Damit hat Cameron jetzt ein innenpolitisches Problem. Es ist noch rund anderthalb Jahre bis zu den nächsten Wahlen. Bis dahin möchte seine Regierung einiges umsetzen: Die Privatisierung des Gesundheitswesens und der Post, neue Gesetzgebung, die die finanziellen Möglichkeiten von NGOs und Gewerkschaften drastisch einschränkt, die Errichtung von Fracking-Anlagen in vielen ländlichen Gebieten sowie die Reduzierung der Dachspopulation im Interesse der Fleischindustrie, um nur einige zu nennen.
Alle diese Maßnahmen sind in der Bevölkerung umstritten. Die Abstimmungsniederlage hat bewiesen, dass die Regierung besiegbar ist.
Teilweise kriegt die Regierung sogar Gegenfeuer aus den eigenen Reihen. So ist das geplante Transparenz- und Lobbygesetz auch unter Konservativen umstritten. Das Gesetz richtet sich hauptsächlich gegen die Gewerkschaften. Vor allem in Wahlkampfjahren soll es ein Maximum festlegen, das für politische Kampagnen ausgegeben werden darf.

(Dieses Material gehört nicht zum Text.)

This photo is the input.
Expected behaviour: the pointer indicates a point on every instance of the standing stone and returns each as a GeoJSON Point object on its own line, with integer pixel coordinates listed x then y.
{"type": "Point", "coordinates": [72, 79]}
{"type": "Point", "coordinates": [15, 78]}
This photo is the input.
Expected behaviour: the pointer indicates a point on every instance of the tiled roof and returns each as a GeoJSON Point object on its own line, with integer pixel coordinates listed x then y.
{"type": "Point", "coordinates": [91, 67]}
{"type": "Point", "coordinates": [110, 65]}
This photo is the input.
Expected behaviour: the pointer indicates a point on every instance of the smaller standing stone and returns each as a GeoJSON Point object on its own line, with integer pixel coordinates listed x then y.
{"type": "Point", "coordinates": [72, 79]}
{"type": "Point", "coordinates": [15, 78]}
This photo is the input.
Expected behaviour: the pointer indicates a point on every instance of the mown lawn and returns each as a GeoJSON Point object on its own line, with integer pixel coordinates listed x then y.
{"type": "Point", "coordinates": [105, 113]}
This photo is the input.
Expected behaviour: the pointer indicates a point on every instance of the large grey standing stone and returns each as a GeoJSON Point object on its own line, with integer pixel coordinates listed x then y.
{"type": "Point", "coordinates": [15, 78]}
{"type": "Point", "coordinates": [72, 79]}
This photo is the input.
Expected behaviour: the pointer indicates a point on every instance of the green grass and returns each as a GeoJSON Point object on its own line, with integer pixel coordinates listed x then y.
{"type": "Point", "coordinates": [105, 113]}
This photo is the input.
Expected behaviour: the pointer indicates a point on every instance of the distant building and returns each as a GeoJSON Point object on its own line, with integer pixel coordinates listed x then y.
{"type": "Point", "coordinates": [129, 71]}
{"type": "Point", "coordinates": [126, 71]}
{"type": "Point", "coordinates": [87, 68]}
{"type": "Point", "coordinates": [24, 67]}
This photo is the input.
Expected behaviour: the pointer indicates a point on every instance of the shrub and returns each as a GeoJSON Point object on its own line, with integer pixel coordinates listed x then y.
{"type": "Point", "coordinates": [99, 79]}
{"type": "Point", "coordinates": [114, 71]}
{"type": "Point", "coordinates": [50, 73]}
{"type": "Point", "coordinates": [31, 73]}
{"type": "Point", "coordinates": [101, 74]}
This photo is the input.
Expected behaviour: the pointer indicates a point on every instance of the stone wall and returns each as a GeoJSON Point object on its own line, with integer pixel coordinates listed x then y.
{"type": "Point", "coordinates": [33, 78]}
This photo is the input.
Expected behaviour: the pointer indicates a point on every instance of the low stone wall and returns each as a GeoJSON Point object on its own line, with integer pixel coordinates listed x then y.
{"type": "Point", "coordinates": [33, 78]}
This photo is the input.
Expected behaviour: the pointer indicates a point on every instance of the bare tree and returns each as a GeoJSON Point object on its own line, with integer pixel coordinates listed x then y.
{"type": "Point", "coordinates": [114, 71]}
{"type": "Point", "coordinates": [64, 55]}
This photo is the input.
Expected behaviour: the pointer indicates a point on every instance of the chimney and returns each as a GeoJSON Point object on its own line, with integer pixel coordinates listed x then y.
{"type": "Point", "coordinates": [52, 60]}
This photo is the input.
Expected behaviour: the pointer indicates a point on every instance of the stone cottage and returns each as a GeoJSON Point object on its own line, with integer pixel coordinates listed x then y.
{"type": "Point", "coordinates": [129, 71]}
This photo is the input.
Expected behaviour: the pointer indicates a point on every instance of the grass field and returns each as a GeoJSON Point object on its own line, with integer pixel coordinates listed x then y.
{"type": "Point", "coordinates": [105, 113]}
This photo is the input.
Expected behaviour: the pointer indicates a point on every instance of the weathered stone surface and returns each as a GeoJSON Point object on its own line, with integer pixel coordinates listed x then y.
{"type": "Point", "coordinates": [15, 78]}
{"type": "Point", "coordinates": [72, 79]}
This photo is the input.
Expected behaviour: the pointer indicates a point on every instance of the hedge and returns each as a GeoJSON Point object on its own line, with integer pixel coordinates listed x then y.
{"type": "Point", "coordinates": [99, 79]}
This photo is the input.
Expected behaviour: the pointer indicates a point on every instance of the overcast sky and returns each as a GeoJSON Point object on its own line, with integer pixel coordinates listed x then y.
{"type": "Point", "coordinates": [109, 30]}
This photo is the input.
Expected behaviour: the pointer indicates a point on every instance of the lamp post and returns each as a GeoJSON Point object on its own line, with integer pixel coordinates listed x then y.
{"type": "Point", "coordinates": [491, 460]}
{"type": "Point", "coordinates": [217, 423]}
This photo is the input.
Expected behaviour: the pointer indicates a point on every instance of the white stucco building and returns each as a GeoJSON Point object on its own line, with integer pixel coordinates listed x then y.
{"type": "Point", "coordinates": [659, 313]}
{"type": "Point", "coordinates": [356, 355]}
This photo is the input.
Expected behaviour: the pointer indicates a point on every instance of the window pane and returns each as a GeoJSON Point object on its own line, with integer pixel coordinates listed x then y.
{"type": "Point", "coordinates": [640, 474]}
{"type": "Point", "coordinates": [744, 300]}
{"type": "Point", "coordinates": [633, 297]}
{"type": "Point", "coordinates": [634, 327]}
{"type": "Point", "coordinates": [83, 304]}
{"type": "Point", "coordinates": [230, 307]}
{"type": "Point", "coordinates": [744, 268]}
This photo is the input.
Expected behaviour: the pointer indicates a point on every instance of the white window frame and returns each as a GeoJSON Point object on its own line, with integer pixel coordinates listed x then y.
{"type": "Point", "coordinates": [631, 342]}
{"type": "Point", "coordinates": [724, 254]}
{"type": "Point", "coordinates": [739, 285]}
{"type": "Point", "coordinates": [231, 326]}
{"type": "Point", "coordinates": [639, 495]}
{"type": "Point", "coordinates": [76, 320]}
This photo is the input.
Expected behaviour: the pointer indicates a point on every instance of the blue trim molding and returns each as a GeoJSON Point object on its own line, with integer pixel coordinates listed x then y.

Zusätzlich hat Cameron nun Schwierigkeiten mit den Vereinten Nationen. Raquel Rolnik, UN-Sonderberichterstatterin für Wohnungsfragen, besuchte Großbritannien Anfang September. Dabei stellte sie große Mängel fest. Insbesondere kritisierte sie die so genannte "bedroom tax", eine neue Abgabe, die Familien aus ihren Sozialwohnungen vertreibt, wenn ein Zimmer nicht oft genug verwendet wird. Rolnik nannte diese Maßnahme menschenrechtswidrig, die konservative Tagespresse reagierte mit Hasstiraden gegen die Sonderberichterstatterin.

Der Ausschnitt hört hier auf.